Tal acción sería ejecutada a partir de una ampliación del mandato de la operación naval Aspides en el mar Rojo.
El tema principal será cómo garantizar que el estrecho de Ormuz se mantenga abierto, declaró Kallas a su llegada a la reunión del Consejo de Asuntos Exteriores de la UE en Bruselas.
La Alta Representante explicó que se evaluará con los ministros la opción de expandir el cometido de la misión Aspides, aunque reconoció que lograr un acuerdo entre los estados miembros «no será sencillo».
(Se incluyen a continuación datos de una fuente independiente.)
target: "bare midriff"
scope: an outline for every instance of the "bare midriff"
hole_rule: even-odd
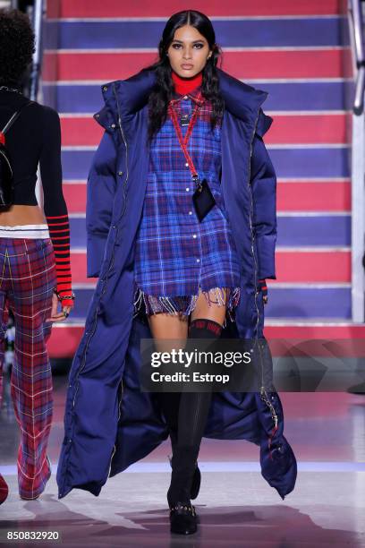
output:
[[[5,210],[0,209],[0,226],[45,225],[46,218],[39,206],[13,205]]]

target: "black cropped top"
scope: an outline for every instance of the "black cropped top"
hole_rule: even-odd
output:
[[[28,99],[16,91],[0,90],[0,131]],[[71,294],[70,227],[62,190],[61,124],[58,113],[35,103],[21,110],[5,135],[12,160],[14,205],[38,205],[35,186],[39,164],[43,209],[55,249],[57,290]],[[1,223],[0,223],[1,224]],[[70,299],[62,305],[70,305]]]
[[[0,131],[27,98],[0,90]],[[45,214],[66,213],[62,193],[60,119],[55,110],[36,103],[27,107],[6,134],[14,177],[14,204],[38,205],[35,186],[39,163]]]

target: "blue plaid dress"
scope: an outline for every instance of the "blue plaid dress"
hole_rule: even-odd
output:
[[[240,265],[220,188],[221,126],[210,129],[212,106],[201,86],[174,94],[178,119],[199,114],[188,151],[216,205],[201,222],[192,203],[194,184],[169,116],[155,135],[141,220],[135,242],[134,314],[169,313],[183,319],[195,308],[199,288],[207,302],[226,304],[231,321],[240,299]],[[187,125],[181,126],[182,136]],[[226,322],[225,321],[224,327]]]

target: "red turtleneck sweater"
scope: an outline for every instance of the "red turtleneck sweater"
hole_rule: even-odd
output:
[[[174,84],[175,91],[176,93],[180,93],[181,95],[190,93],[190,91],[192,91],[192,90],[195,90],[195,88],[200,86],[203,81],[203,75],[201,71],[192,78],[182,78],[174,71],[171,72],[171,75]]]

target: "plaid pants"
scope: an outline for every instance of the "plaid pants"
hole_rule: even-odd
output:
[[[52,372],[46,343],[56,286],[50,239],[0,237],[0,368],[9,309],[15,321],[11,394],[21,428],[19,493],[35,499],[51,475],[47,456],[53,413]],[[0,376],[1,370],[0,370]]]

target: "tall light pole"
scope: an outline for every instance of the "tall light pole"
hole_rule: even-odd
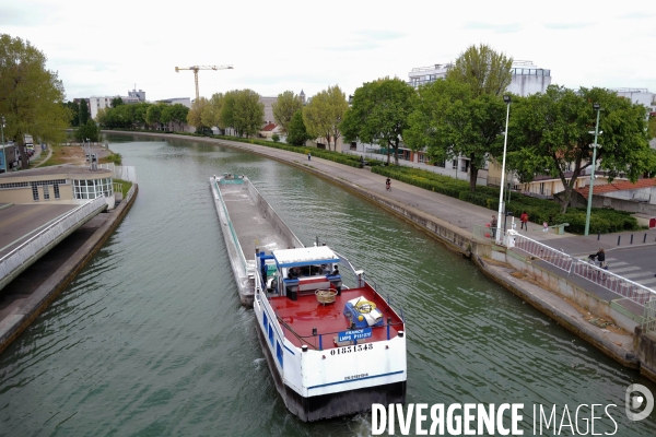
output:
[[[503,211],[503,184],[505,177],[505,151],[508,143],[508,118],[511,117],[511,96],[503,96],[503,102],[507,105],[506,110],[506,133],[503,140],[503,158],[501,164],[501,190],[499,191],[499,216],[496,217],[496,244],[501,244],[501,212]]]
[[[588,235],[588,231],[590,229],[590,211],[593,209],[593,190],[595,188],[595,164],[597,164],[597,135],[599,135],[599,110],[601,106],[596,103],[593,104],[593,108],[597,111],[597,125],[595,126],[595,144],[593,144],[593,170],[590,173],[590,192],[588,194],[588,211],[585,215],[585,233],[584,235]]]
[[[7,173],[7,152],[4,152],[4,116],[2,116],[2,126],[0,130],[2,130],[2,166],[4,167],[4,172]]]

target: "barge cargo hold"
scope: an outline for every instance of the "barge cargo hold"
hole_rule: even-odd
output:
[[[253,305],[288,410],[312,422],[405,403],[402,312],[344,257],[305,247],[245,176],[214,176],[210,185],[239,297]],[[342,283],[345,271],[352,287]]]

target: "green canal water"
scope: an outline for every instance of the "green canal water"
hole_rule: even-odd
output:
[[[616,404],[614,435],[656,435],[656,413],[624,415],[626,387],[656,393],[654,385],[376,205],[223,146],[109,141],[137,167],[139,194],[102,250],[0,355],[0,435],[371,435],[368,414],[305,424],[285,410],[226,257],[209,189],[223,172],[248,175],[303,241],[318,236],[402,307],[408,402],[524,403],[524,435],[534,435],[534,405],[555,404],[559,423],[567,405],[574,424],[579,404]],[[595,415],[595,433],[613,432],[602,410]],[[579,412],[582,433],[589,416]]]

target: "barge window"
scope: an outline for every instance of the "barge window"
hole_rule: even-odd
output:
[[[276,356],[278,357],[278,363],[280,363],[280,367],[282,367],[282,349],[280,347],[279,342],[276,342]]]

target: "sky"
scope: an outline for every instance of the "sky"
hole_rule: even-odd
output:
[[[656,93],[656,1],[0,0],[0,33],[28,40],[67,99],[145,91],[148,101],[250,88],[307,97],[485,44],[551,70],[552,84]]]

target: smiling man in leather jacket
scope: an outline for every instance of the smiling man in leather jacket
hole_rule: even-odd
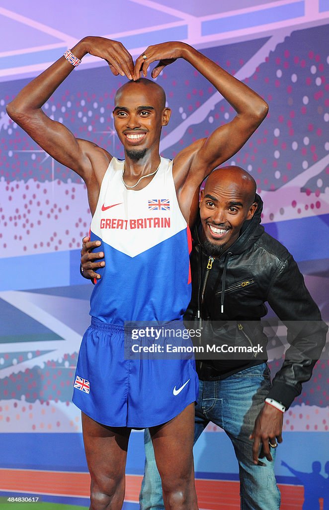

Expertos en seguridad internacional señalan que una eventual presencia naval europea en Ormuz respondería a las crecientes tensiones geopolíticas, en una ruta por donde transita aproximadamente el 20 por ciento del petróleo mundial.
Analistas consideran que la iniciativa refleja la preocupación de Bruselas por la libertad de navegación en puntos neurálgicos del comercio energético global, en un contexto de inestabilidad en Medio Oriente.
La posible ampliación del mandato de Aspides, originalmente concebida para proteger la navegación en el mar Rojo, implicaría un salto cualitativo en el despliegue militar europeo en la región, pero varios países como España no lo ven necesario.
Especialistas en relaciones internacionales advierten que la medida podría aumentar las fricciones con Irán, que controla el lado norte del estrecho y ha amenazado con bloquearlo en el pasado como represalia por sanciones occidentales.
La decisión final requerirá unanimidad entre los Veintisiete, en un contexto donde varias capitales europeas muestran cautela ante posibles escaladas militares en la zona.